Cirque: A Space Odyssey
Program
Richard Strauss Introduction to Also Sprach Zarathustra (2 mins)
Peter Boyer Silver Fanfare from On Music's Wings (4 mins)
Claude Debussy/orch. André Caplet Clair de lune (5 mins)
Jeff Tyzik Galileo (6 mins)
Mary Howe Stars (4 mins)
Bart Howard Fly Me to the Moon (3 mins)
Jeff Tyzik Lift Off (5 mins)
Mary Howe Stars (4 mins)
John Williams Flying Theme from E.T.: the Extra-Terrestrial (4 mins)
Jerry Goldsmith End Title from Star Trek the Motion Picture (4 mins)
John Williams The Imperial March from Star Wars (5 mins)
Michael Giacchino Jyn Erso & Hope Suites from Rogue One: A Star Wars Story (6 mins)
Robert Wendel Flintstones Meet the Jetsons (4 mins)

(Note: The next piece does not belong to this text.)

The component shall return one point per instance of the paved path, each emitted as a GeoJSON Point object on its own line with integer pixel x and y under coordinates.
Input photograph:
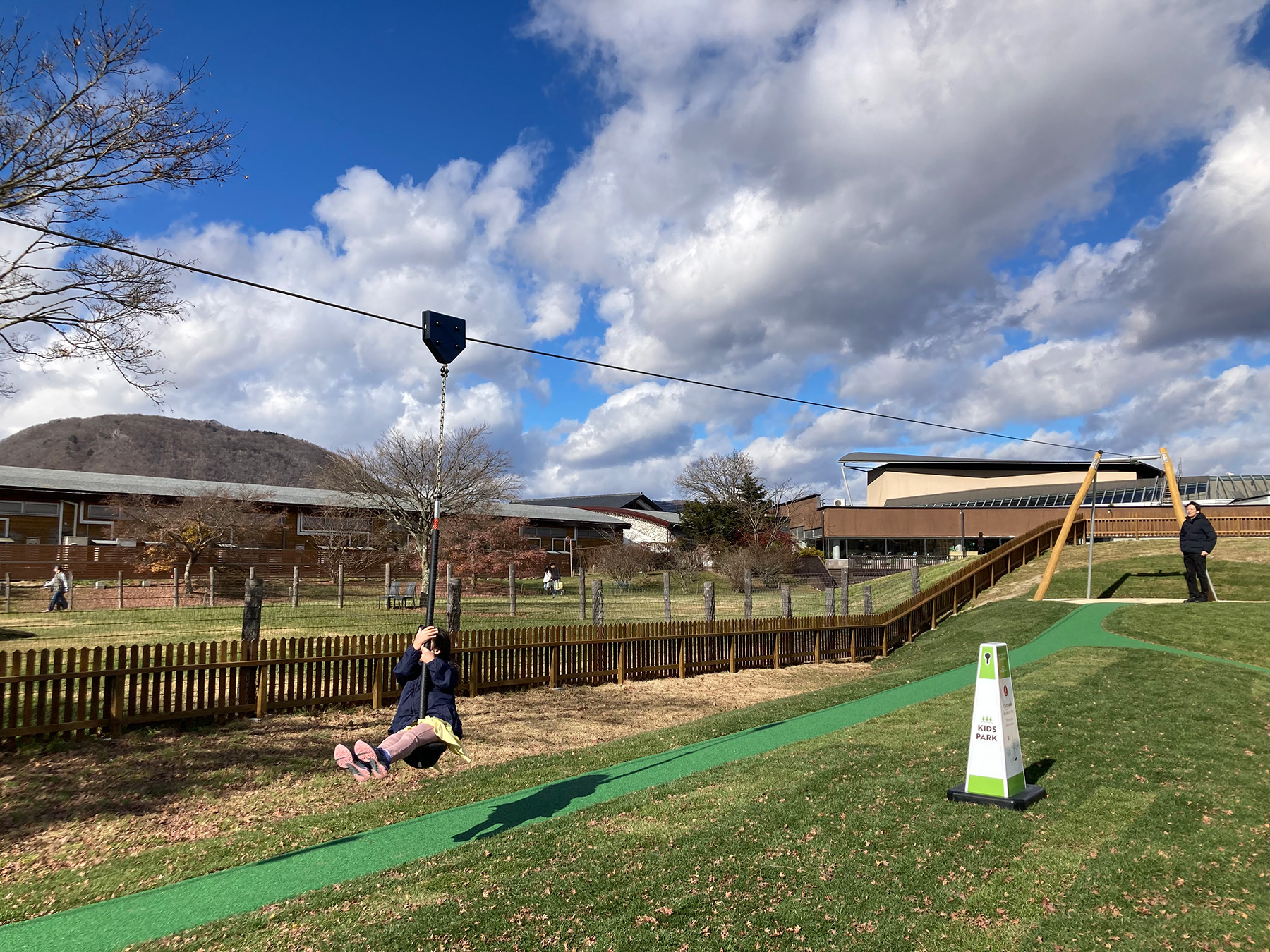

Michael Giacchino Into Darkness Suite from Star Trek (7 mins)
Featuring
Program Notes
When the Voyager space probes were launched in 1977, they each carried an identical golden phonograph record—an intergalactic time capsule that distills what it means to be human for any alien life-form that might intercept it. Alongside the analog-encoded images, nature sounds, and greetings in 55 languages, these discs include over two dozen musical tracks spanning eras and cultures, from Bach’s Well-Tempered Clavier to Chuck Berry’s “Johnny B. Goode.” Who knows what the aliens will make of it all. But to us, the message is clear: creative expression is just as fundamental to our humanity as our yen for exploration and fascination with the cosmos.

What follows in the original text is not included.